The Blues Fest in Dublin is an unashamed nostalgia trip to warm up the coldest of winter hearts — but one tune by headliners Steely Dan will strike a particular chord with everyone in the audience, and the vast majority of the adult population in Ireland.
The band’s 1972 song Reeling In the years could well be their biggest hit, but it’s also the theme tune of RTE’s archive show of the same name, that’s seemingly on a perpetual 7pm loop feeding our history back to us in pop culture chunks.
The ‘festival’ tag in Blues Festival is a bit of a stretch, and it’s really just four headline shows — including two by Steely Dan, tomorrow and Monday.
You could argue that they’re also bending the rules with the ‘Blues’ tag as Nile Rodgers and Chic are playing under the Blues Fest banner tonight — a celebration of pop, soul and disco with next to no blues. And Steely Dan are a few degrees of celebration away from the blues — with Sunday headliners Hall and Oates even further away.
Still, without nitpicking, it’s a blockbuster stretch at the 3Arena, opening with Steely Dan tomorrow.
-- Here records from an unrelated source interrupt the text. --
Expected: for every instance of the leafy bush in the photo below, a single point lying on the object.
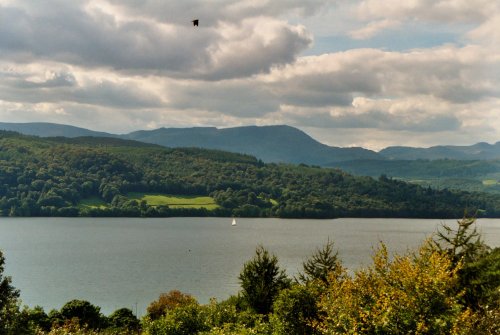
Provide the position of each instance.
(168, 301)
(412, 294)
(261, 281)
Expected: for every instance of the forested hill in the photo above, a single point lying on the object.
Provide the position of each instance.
(112, 177)
(268, 143)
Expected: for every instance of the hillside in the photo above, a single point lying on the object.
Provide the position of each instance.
(468, 175)
(479, 151)
(113, 177)
(268, 143)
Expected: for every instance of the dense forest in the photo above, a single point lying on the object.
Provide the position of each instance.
(467, 175)
(53, 176)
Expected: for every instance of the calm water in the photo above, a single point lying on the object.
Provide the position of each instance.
(116, 262)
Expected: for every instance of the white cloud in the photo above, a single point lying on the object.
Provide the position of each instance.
(141, 64)
(372, 29)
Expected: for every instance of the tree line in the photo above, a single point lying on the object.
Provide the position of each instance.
(50, 177)
(450, 285)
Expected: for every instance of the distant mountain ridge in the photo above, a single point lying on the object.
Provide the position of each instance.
(269, 143)
(479, 151)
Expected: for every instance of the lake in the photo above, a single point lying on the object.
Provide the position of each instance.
(128, 262)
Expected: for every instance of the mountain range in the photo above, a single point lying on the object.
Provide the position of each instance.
(269, 143)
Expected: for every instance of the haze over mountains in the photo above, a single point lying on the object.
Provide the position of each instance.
(268, 143)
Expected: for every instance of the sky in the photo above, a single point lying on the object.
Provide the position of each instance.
(370, 73)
Steely Dan fans were dealt a blow in September when founding member and constant guitarist Walter Becker died, leaving fellow veteran Donald Fagen as the only original member of the band, on keyboards and vocals.
“I intend to keep the music we created together alive as long as I can with the Steely Dan band,” he said of his friend, which means drafting in another guitar player to fill some very big shoes, as well as their long-running session band with serious chops.

Support tomorrow and Monday comes from the Doobie Brothers — who are in fairness the most bluesy act of the whole series, playing good-time blue-eyed soul and intricate blues-rock that won’t offend anyone.
And if the Doobie Brothers seem a little polished, Daryl Hall and John Oates are positively gleaming — armed with some of the shiniest pop-rock of the 70s and 80s as their biggest hits. As well as the unending John Oates moustache memes and cheeseball airbrushed promo shots from their early days, the pair are behind feathered-hair belters like Maneater, Private Eyes, I Can’t Go For That (No Can Do) and Out of Touch.
You might need an injection of soft-rock karaoke after the smouldering moodiness of Hall and Oates’ support act Chris Isaak. The veteran’s twangy classics like Wicked Game and Blue Hotel would maybe go down better at the seated National Concert Hall rather than an arena full of screaming heads on the bank holiday session — but it’s still a rare chance to catch one of the most singular voices of the 90s.